I don’t currently have a solution to this problem, but I am potentially optimistic that doing more to support magazines that do not charge writers to submit, as well as authors self-publishing their own original works coupled with self-promotion through social media, may be ways to level the playing field. The cost then becomes time and research rather than money, and I think as an academic and writer that is a cost I am much more willing to pay.
Does anyone know when lit mags started requiring submission fees? My short stories started being published in the 1980s and I don't recall ever paying to be read. I've published two short story collections and not one story in those books was published after paying the magazine. And I was paid for many of them.

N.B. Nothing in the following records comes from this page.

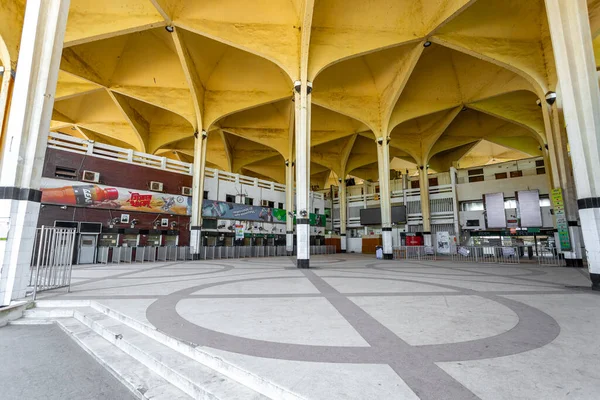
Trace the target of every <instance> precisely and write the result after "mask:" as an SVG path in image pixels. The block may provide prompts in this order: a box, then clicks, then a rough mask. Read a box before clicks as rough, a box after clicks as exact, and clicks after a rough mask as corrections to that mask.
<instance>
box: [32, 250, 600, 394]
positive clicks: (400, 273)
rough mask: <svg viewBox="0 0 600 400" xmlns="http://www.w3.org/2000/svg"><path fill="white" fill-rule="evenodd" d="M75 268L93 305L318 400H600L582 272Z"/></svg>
mask: <svg viewBox="0 0 600 400" xmlns="http://www.w3.org/2000/svg"><path fill="white" fill-rule="evenodd" d="M311 267H314V268H311V269H309V270H298V269H297V268H296V267H295V264H294V260H293V259H289V258H285V257H279V258H263V259H243V260H231V259H230V260H214V261H198V262H186V263H161V264H159V263H151V264H121V265H98V266H89V267H83V268H81V267H77V268H75V269H74V270H73V278H74V283H73V286H72V290H71V293H66V292H65V291H64V290H62V291H59V290H57V291H53V292H49V293H44V294H43V295H42V296H41V298H43V299H47V300H55V301H56V300H58V301H59V302H63V303H65V304H68V303H69V302H70V301H74V302H75V303H76V302H77V301H81V300H93V301H95V302H98V303H99V304H101V305H102V306H104V307H108V308H110V309H113V310H115V311H117V312H119V313H122V314H124V315H127V316H128V317H130V318H133V319H135V320H137V321H138V322H140V323H143V324H146V325H149V326H152V327H155V328H157V329H158V330H160V331H161V332H162V333H164V334H167V335H169V336H171V337H173V338H176V339H179V340H182V341H183V342H184V343H188V344H191V345H195V346H198V347H200V348H201V349H202V351H204V352H206V353H208V354H210V355H212V356H216V357H219V358H222V359H224V360H226V361H227V362H228V363H230V364H234V365H237V366H238V367H240V368H242V369H244V370H246V371H250V372H251V373H253V374H255V375H257V376H260V377H261V378H263V379H265V380H268V381H270V382H273V383H275V384H277V385H279V386H280V387H283V388H286V389H287V390H288V391H291V392H294V393H297V394H298V395H300V396H302V397H303V398H306V399H310V400H321V399H323V400H325V399H326V400H334V399H340V400H347V399H357V400H363V399H377V400H380V399H381V400H384V399H385V400H387V399H389V400H397V399H402V400H418V399H420V400H441V399H444V400H464V399H482V400H513V399H531V400H539V399H544V400H545V399H548V400H554V399H565V398H569V399H581V400H596V399H598V398H600V397H599V396H598V388H600V347H598V345H597V337H598V332H600V318H597V310H598V309H599V307H600V293H598V292H592V291H591V290H590V280H589V277H588V275H587V273H586V271H583V270H580V269H576V268H560V267H541V266H537V265H528V264H522V265H495V264H477V263H470V264H468V263H454V262H450V261H447V260H437V261H406V260H397V261H382V260H375V259H374V258H373V257H367V256H362V255H355V254H346V255H339V254H338V255H335V256H316V257H313V258H312V259H311Z"/></svg>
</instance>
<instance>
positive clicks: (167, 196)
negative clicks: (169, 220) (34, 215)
mask: <svg viewBox="0 0 600 400" xmlns="http://www.w3.org/2000/svg"><path fill="white" fill-rule="evenodd" d="M40 189H41V191H42V203H43V204H57V205H68V206H75V207H91V208H103V209H109V210H119V211H139V212H149V213H162V214H165V213H168V214H175V215H191V214H192V198H191V197H187V196H180V195H173V194H167V193H157V192H150V191H146V190H135V189H125V188H120V187H114V186H106V185H99V184H92V183H85V182H70V181H64V180H60V179H52V178H42V184H41V188H40Z"/></svg>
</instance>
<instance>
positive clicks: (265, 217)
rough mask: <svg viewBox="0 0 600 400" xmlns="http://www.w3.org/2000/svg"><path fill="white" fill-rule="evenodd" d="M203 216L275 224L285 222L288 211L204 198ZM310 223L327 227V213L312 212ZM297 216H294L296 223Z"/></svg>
mask: <svg viewBox="0 0 600 400" xmlns="http://www.w3.org/2000/svg"><path fill="white" fill-rule="evenodd" d="M202 216H203V217H204V218H217V219H233V220H238V221H257V222H269V223H275V224H278V223H279V224H281V223H283V224H284V223H285V222H286V220H287V217H288V215H287V212H286V211H285V210H283V209H281V208H269V207H259V206H251V205H245V204H237V203H227V202H224V201H213V200H204V201H203V202H202ZM309 219H310V225H311V226H320V227H325V225H326V221H327V219H326V217H325V214H312V213H311V214H310V215H309ZM295 223H296V218H295V217H294V224H295Z"/></svg>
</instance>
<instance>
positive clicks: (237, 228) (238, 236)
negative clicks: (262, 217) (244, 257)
mask: <svg viewBox="0 0 600 400" xmlns="http://www.w3.org/2000/svg"><path fill="white" fill-rule="evenodd" d="M244 233H245V232H244V225H236V226H235V239H236V240H241V239H243V238H244Z"/></svg>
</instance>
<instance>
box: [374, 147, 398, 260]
mask: <svg viewBox="0 0 600 400" xmlns="http://www.w3.org/2000/svg"><path fill="white" fill-rule="evenodd" d="M377 165H378V167H379V199H380V204H381V238H382V241H383V258H384V259H385V260H393V259H394V250H393V242H392V201H391V195H390V144H389V140H388V138H385V139H383V138H379V139H377Z"/></svg>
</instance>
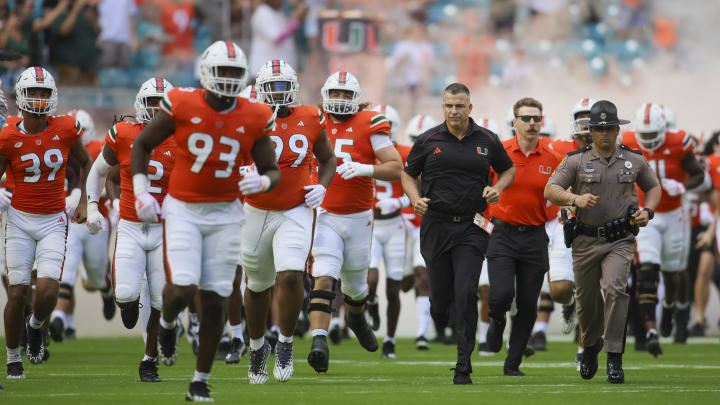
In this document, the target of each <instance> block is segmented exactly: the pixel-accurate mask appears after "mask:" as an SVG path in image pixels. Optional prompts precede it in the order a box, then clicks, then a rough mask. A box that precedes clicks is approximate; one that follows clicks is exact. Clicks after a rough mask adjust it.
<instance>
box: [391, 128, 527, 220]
mask: <svg viewBox="0 0 720 405" xmlns="http://www.w3.org/2000/svg"><path fill="white" fill-rule="evenodd" d="M469 131H470V133H469V134H467V135H466V136H465V137H464V138H463V139H462V140H459V139H457V138H456V137H455V136H454V135H453V134H451V133H450V131H449V130H448V128H447V124H446V123H445V122H443V123H442V124H440V125H438V126H437V127H435V128H432V129H430V130H428V131H427V132H425V133H423V134H422V135H420V136H419V137H418V139H417V141H415V145H413V148H412V150H411V151H410V155H409V156H408V159H407V165H406V166H405V172H406V173H407V174H409V175H411V176H412V177H418V176H422V177H421V179H420V188H421V196H422V197H426V198H429V199H430V203H429V209H430V210H431V211H433V212H436V213H440V214H446V215H462V216H467V215H475V213H477V212H483V211H485V207H487V202H486V201H485V199H484V198H483V197H482V193H483V190H484V189H485V187H486V186H487V185H488V175H489V174H490V167H492V168H493V170H494V171H495V172H497V173H502V172H504V171H505V170H507V169H509V168H511V167H512V166H513V162H512V160H511V159H510V157H509V156H508V154H507V153H506V152H505V148H503V145H502V142H500V139H499V138H498V136H497V135H495V134H494V133H493V132H492V131H490V130H488V129H485V128H483V127H481V126H479V125H477V124H475V121H473V119H472V118H470V129H469Z"/></svg>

I escaped academia many years ago to write and review full-time, but in my transition to writing fiction full-time, I was still working on some academic writing, specifically about the affect (feeling) of shame in the work and life of Edith Wharton. I had a handful of articles accepted by academic journals. One of the most influential in the country rejected a piece with a withering two-page reader's report about how the work was 1) unoriginal and 2) pop psychology. I enjoyed writing a reply to point out that the work was of course original new because nobody had ever published an essay on the Wharton novella in question. I knew that because I had consulted the author of the forthcoming Wharton secondary bibliography. As for "pop psychology," a major speaker's series at the university sponsoring the journal had recently had a lecturer on, yes, shame. The editor replied somewhat abashed that readers could be "over-enthusiastic."
I've had fun skewering academic pomposity in many forms in my Nick Hoffman mystery series, which is what got me my first NYTBR review.